In September 2020, more than 6,000 plaintiffs filed lawsuits challenging the List 3 and List 4A tariffs as unlawful under Section 301 of the Trade Act of 1974 arguing that USTR exceeded its authority when it imposed tariffs without attempting to connect them to any underlying investigation of China’s trade practices.

The court passed a judgement on 17 March regarding this matter, stating that List 3 and List 4A sanctions will remain in place.
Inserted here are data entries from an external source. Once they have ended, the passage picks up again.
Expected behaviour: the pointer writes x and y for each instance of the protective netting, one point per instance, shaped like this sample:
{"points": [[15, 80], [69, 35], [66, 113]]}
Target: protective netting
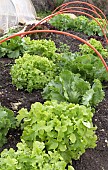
{"points": [[13, 12]]}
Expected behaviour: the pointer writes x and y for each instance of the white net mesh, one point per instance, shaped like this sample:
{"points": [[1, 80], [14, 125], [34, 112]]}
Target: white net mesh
{"points": [[14, 11]]}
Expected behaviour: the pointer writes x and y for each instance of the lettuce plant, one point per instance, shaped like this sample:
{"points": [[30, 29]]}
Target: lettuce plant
{"points": [[12, 48], [71, 88], [31, 159], [7, 121], [32, 72], [44, 48], [66, 128]]}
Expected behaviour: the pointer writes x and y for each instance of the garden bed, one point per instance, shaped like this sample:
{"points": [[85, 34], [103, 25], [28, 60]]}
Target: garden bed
{"points": [[92, 159]]}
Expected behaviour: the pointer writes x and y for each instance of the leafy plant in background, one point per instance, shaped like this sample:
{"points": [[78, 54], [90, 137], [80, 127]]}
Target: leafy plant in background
{"points": [[85, 49], [64, 22], [61, 22], [44, 48], [66, 128], [12, 48], [93, 28], [7, 121], [32, 72], [31, 159], [85, 62], [71, 88]]}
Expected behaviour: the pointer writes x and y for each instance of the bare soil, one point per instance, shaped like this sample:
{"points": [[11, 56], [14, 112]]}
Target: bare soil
{"points": [[92, 159]]}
However, it has asked the US Trade Representative to comply with the APA requirement for “reasoned response to comments submitted during the rulemaking proceedings.”

The plaintiffs argued that:

  • USTR exceeded its statutory authority and violated the Administrative Procedure Act (APA) when it shared List 3 and List 4A
  • The substantive adequacy of USTR’s response to certain comments
  • The extent that USTR’s Remand Results constitute impermissible post hoc reasoning

Based on the several rounds of discussions and general air regarding the matter, the US apparel industry has had mixed views on the China 301 Tariffs for US imports and its handling to date.
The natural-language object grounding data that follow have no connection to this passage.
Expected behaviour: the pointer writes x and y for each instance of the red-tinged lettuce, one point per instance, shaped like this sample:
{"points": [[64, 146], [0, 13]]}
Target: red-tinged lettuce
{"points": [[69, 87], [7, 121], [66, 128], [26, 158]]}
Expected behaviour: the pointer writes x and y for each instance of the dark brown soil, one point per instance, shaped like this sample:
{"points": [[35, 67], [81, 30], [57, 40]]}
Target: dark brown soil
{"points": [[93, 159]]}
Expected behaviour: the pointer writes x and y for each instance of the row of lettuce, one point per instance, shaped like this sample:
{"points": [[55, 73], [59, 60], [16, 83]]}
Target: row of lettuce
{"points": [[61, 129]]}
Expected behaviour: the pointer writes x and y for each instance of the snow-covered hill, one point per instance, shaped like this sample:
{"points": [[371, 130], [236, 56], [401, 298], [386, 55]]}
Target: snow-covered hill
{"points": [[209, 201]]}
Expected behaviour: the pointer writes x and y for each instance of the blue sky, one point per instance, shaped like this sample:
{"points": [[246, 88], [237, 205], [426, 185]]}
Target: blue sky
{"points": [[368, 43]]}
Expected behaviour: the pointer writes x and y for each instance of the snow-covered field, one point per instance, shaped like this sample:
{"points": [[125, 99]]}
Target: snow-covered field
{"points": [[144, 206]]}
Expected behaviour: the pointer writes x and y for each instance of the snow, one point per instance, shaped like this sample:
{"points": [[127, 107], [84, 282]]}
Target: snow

In October 2022, when USTR announced the next steps of its four-year review on the Section 301 tariffs against China, following requests for continuation from the US’ domestic industries, the US apparel industry was oscillating between opposing views on the public comment part of the process.

Following this, the US apparel, footwear and retail sectors were at loggerheads with the textile industry over the impact of Section 301 tariffs which experts suggested were unlikely to be lifted by the Biden Administration as China and the US continued their power struggle.